The work of musicians, writers and artists who died at the Battle of the Somme will be honoured at a fundraising concert tomorrow in the Borders.
Among those remembered will be Frederick Septimus Kelly, a composer and British Olympic gold medallist, who was billeted in the village of Greenlaw, where the concert is being held, for six weeks in 1914 ahead of his deployment to Gallipoli.
The story of Kelly, who died 100 years ago tomorrow during the Battle of the Somme, was uncovered by Hugh Macdonald, former director of the BBC Scottish Symphony Orchestra.
Mr Macdonald was gathering family history for a eulogy for his mother who died earlier this year and out of curiosity entered the words “Veitch’s grocer’s Greenlaw” into Google – the shop where his mother worked as a 14-year-old. “To my astonishment there was a link to Kelly’s war diaries which had only been published in 2014. The reason the shop came up was the link to these diaries.”
Mr Macdonald, co-director of the Lammermuir Festival, said: “He talks about being billeted above Mr Veitch’s shop – which my paternal grandfather eventually bought – and about composing a Christmas piece based on Good King Wenceslas which he played on the church organ for his battalion. That piece still exists. I thought, ‘Wouldn’t it be brilliant to do something commemorating the artists, musicians, poets and writers who lost their lives, played on the organ Kelly had used’.

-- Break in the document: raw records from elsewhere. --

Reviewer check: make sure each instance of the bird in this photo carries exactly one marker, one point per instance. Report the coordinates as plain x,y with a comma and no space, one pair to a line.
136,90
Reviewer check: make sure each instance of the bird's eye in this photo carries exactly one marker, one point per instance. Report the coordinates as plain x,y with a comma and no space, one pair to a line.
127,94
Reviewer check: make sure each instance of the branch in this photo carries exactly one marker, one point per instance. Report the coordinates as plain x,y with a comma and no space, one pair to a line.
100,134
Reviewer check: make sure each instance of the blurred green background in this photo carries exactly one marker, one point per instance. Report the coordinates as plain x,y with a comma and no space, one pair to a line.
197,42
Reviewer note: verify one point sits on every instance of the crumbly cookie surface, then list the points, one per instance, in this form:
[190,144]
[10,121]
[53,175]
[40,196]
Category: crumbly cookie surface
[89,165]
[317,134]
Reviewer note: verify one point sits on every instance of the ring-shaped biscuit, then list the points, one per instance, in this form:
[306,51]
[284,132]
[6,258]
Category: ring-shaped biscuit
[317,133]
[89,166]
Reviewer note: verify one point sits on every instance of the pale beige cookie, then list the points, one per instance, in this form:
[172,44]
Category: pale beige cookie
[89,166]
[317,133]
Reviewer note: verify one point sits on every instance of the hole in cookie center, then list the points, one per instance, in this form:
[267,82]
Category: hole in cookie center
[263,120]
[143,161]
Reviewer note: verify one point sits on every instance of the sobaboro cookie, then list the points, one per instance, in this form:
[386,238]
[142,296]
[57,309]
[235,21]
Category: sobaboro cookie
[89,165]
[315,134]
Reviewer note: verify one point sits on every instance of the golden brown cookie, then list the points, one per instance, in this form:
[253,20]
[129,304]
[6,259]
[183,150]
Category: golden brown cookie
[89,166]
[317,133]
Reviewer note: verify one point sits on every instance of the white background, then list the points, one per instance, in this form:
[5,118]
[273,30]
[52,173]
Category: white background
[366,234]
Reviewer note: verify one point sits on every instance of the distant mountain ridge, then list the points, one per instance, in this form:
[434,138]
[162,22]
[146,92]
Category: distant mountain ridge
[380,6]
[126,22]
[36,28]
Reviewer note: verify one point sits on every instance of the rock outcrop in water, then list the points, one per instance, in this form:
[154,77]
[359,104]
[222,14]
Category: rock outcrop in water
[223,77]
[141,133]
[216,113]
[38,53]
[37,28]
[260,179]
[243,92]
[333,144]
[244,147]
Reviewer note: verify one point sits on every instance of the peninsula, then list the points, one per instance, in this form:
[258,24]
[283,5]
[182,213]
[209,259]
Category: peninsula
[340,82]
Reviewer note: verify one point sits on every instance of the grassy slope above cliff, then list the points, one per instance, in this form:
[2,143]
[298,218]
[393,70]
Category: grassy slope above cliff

“The Gallipoli Sonata which will be played in the concert was a big romantic piece, is a very passionate piece for violin and piano which Kelly wrote in the most horrendous conditions in the trenches.
“He dedicated it to Jelly D’Aranyi, a famous Hungarian violinist. They had played a lot of recitals together, him at the piano.
“When he was killed at the Somme she was absolutely devastated. She had a photo of Kelly on her piano for the rest of her life, up till she died in 1966, aged 72.”
The diaries also describe preparations for war and possible attack, with the entry for Wednesday, 16 December 1914 at “the house over Veitch’s Greenlaw” saying “Pinks told me of a rumour that the Germans were landing a force at Newcastle and that we were to be ready to start at any moment.
“Instead of a much hoped for rest I spent a feverish afternoon preparing for a possible departure.”
Kelly was awarded the Distinguished Service Cross for conspicuous gallantry during the evacuation of Gallipoli.
Kelly’s musi,c which was almost forgotten after the war, underwent a revival and an elegy he wrote for his friend, the poet Rupert Brooke, was played at the BBC Proms in 2014.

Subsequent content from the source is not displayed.